My sense is that it's a kind of PTSD.

I've had my esophagectomy now, it was 6-weeks ago. Recovery has been pretty tough and I had to be readmitted for a week with uncontrollable vomiting, but I'm home again and getting it under control.

But this has of course been a momentous event in my life and required the piling on of new resources and new people at a near constant rate. Decisions all carried such terrible import and the veil between life and death became so thin as to have become unseen at many times.

But I can see the teeny light at the end of the tunnel now and distant though it may still appear to be, it's enough that it occurs to me that the emotional, and psychological pace that I have been keeping is likely unsustainable, even though I got used to living that way.

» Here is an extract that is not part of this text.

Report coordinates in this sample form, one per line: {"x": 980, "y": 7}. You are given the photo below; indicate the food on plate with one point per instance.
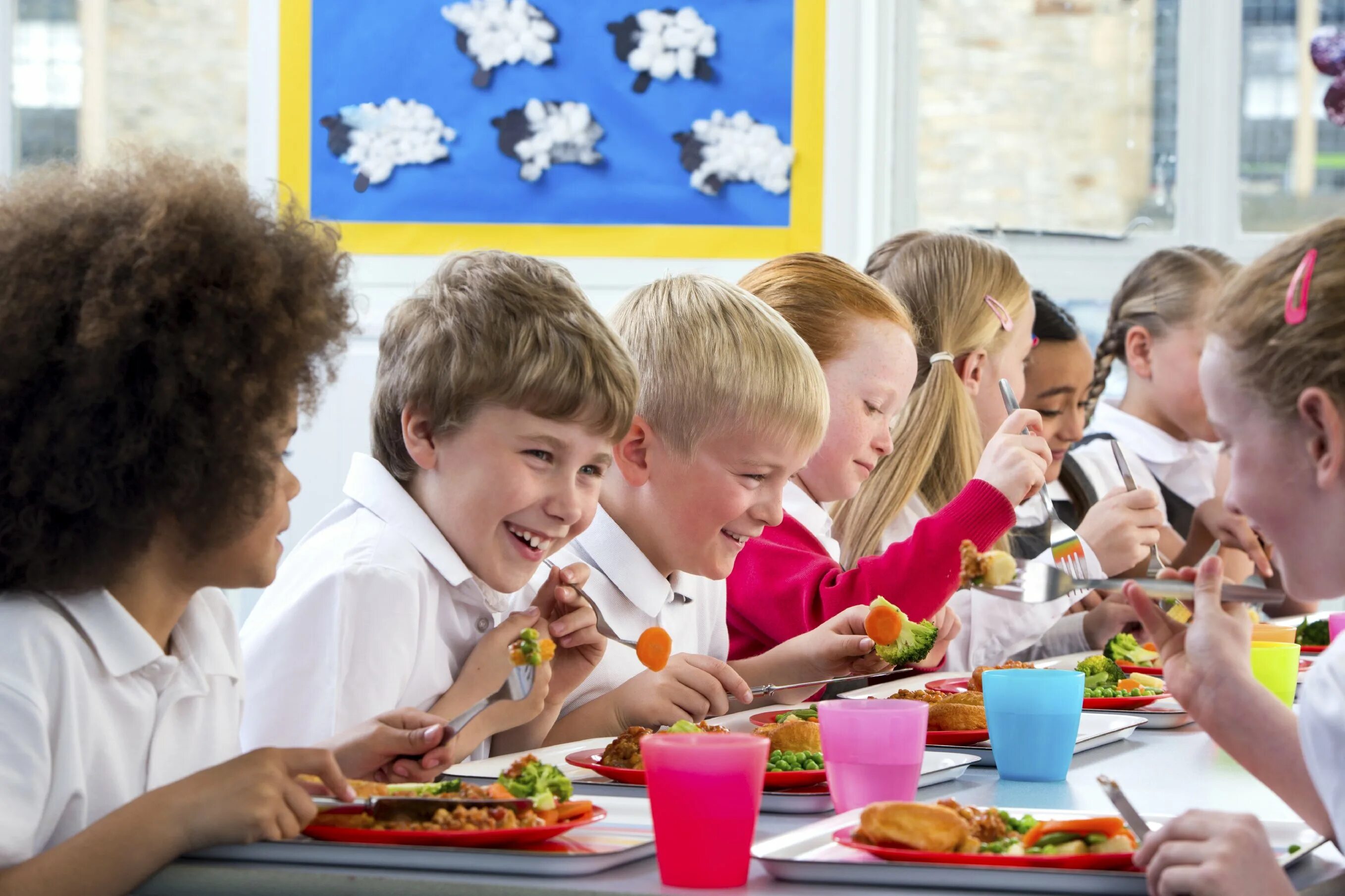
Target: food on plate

As a result I feel a genuine sense of 'let down' over the idea that my job is to return back to the 'grind', back to the anonymity of a worker ant. Cancer made life so simple in so many ways, and as life's complexity returns, if it returns (I'm not in the clear by any means), I can forsee myself having to make just as large an adjustment "coming down from cancer" as I did going up. Perhaps simply acknowledging this as a huge job, separate from the others, can be enough to move one on from depression to... frustration? lol.

I hope my rambling hasn't offended any rules or good taste. It is difficult to discuss this topic and I am grateful to you for doing so. Kudos mate, w/ love from Canada's West coast.